The two tiers map straight onto AWS services: CloudFront + WAF shed per-IP floods at the edge, and the Lambda authorizer — keyed on the Cognito sub and backed by a DynamoDB token bucket — does the per-user limiting before a request ever reaches Fargate. Notice the authorizer scales per-request, so it absorbs a surge instead of your app fleet.
The portability map
The whole point is that switching clouds touches the right-hand column, never the architecture:
| Layer | Responsibility | Portable choice | The lock-in version |
|---|---|---|---|
| Edge | Per-IP, flood/DDoS, pre-auth | Cloudflare / Fastly | AWS WAF, Cloud Armor |
| Identity | Issue JWT with stable sub |
Keycloak / Zitadel (OIDC) | Cognito |
| Per-user gate | Limit on sub, in front of app |
Envoy / Kong (in k8s) | Lambda authorizer |
| Rate-limit state | Shared counters | Redis / Valkey | DynamoDB |
| Compute | Run the stack | Kubernetes | ECS/Fargate |
| Observability | Metrics on both tiers | OpenTelemetry | CloudWatch |
| Infra-as-code | Provision it all | Terraform/OpenTofu | CDK |
The trade-off, stated honestly
Portability is not free — you pay for it in operations. Managed WAF, Cognito, Lambda, and DynamoDB are close to zero-ops; Envoy, Redis, and Keycloak are yours to run, patch, and scale. For a three-person team that is a real cost, and “use the managed AWS version and abstract it behind Terraform modules” is a perfectly defensible choice if you don’t actually expect to move. What you should not do is bury cloud-specific assumptions in your request-handling logic, because that’s the thing that turns a cloud migration from a config change into a rewrite.

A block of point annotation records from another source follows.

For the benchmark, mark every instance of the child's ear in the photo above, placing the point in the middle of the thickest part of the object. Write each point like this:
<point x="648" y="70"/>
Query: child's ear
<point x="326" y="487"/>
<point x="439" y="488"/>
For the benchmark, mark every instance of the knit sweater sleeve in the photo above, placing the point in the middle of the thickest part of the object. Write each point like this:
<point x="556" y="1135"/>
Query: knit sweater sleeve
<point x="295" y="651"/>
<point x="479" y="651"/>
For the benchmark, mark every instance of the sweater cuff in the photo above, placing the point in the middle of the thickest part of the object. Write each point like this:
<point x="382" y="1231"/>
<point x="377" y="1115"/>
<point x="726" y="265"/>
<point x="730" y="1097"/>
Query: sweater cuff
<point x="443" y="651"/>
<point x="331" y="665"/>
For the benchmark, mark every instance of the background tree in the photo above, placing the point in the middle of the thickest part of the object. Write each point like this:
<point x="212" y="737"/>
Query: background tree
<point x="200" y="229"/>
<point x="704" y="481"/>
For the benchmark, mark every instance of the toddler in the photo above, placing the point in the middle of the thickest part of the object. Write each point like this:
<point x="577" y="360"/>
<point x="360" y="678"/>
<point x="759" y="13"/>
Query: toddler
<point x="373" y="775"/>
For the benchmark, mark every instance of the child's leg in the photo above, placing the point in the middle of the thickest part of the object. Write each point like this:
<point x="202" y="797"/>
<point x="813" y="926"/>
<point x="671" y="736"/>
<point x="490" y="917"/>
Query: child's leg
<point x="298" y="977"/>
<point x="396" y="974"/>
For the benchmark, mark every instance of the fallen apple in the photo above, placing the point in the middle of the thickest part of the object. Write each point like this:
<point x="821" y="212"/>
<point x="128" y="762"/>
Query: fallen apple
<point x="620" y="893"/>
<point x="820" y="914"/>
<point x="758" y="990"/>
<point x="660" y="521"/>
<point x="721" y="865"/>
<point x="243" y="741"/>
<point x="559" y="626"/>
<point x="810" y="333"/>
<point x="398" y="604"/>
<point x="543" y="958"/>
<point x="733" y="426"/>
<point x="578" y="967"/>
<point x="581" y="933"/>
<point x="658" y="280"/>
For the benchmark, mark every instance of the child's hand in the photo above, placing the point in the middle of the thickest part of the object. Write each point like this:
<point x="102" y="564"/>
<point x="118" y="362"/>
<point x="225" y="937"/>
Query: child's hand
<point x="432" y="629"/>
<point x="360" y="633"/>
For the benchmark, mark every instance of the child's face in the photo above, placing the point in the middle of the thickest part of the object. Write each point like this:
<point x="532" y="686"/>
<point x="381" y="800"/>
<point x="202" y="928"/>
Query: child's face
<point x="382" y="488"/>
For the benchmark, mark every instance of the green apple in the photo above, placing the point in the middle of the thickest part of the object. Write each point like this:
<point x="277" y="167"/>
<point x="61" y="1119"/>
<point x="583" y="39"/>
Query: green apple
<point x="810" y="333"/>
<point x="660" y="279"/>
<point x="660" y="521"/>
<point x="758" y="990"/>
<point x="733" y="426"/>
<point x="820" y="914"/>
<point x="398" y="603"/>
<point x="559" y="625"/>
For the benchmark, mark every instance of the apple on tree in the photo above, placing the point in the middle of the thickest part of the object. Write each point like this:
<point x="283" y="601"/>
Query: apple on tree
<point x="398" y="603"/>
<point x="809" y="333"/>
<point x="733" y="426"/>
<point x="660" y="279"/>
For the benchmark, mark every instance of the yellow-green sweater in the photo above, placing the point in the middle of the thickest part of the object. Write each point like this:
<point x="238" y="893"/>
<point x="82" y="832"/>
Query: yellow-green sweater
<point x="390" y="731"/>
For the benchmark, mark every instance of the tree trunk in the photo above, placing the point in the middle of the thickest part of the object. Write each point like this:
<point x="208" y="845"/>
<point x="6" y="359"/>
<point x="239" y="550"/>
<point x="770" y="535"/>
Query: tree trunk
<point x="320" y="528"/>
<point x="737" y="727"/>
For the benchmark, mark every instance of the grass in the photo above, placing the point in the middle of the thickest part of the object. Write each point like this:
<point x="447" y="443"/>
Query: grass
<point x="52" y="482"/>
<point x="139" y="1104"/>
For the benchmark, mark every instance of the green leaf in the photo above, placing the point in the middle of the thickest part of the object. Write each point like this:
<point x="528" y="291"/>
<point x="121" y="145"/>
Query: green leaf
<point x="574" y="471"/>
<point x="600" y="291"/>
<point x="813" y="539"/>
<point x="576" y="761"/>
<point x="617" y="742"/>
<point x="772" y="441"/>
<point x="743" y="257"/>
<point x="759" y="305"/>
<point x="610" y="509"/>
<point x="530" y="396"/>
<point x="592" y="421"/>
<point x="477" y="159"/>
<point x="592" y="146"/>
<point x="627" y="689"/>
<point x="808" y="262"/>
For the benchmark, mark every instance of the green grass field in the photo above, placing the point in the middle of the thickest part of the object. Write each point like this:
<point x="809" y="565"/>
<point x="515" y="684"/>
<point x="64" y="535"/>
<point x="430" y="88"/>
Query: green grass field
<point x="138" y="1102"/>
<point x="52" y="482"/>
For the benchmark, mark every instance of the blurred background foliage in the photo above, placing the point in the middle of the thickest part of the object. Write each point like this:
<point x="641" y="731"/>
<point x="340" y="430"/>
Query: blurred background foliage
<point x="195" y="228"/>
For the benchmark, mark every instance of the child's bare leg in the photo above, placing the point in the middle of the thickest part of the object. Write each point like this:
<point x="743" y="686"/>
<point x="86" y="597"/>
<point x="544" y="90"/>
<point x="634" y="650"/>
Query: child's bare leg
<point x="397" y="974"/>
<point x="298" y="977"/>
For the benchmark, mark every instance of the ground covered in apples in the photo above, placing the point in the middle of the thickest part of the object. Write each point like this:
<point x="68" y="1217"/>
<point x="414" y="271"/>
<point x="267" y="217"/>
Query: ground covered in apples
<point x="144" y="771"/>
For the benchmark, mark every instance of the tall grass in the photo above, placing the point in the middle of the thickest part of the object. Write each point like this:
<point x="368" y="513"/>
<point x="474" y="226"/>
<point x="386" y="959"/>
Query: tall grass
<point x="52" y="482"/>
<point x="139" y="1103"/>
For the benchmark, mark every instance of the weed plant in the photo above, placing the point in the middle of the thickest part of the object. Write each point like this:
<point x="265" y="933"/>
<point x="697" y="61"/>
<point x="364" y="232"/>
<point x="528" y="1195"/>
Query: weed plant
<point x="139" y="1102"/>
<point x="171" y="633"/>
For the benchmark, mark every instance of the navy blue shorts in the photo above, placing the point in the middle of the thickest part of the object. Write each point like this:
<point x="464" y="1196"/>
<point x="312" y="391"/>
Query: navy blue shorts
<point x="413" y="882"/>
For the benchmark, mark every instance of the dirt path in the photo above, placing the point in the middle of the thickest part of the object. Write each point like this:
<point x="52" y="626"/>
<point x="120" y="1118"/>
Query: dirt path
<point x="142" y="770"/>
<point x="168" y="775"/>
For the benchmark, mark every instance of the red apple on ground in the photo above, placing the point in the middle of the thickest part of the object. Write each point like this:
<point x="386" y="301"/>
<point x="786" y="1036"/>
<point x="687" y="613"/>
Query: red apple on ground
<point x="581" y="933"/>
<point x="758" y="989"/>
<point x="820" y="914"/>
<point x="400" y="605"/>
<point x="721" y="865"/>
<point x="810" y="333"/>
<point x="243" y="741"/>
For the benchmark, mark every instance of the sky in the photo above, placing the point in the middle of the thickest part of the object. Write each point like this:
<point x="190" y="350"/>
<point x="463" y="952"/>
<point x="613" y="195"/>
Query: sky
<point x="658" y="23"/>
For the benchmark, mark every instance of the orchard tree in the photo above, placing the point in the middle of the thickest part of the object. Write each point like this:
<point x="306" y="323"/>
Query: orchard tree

The way I think about it: the edge is the bouncer that keeps the stampede out, the gateway is the doorman who checks each guest’s pass, and the app is the host inside — free to focus on guests who actually made it in. Keep those three roles fixed and well-separated, let each one be played by whatever the current cloud offers, and you get a disproportionate amount of resilience and the freedom to move — for not much more than a couple of config files and the discipline to keep the layers honest.
And in a world where your “guests” are increasingly tireless automated agents rather than humans who pause to think, that doorman checking each pass is no longer a luxury. It’s the difference between an agent-driven feature that scales and one that wakes you up to a budget alert at 3am.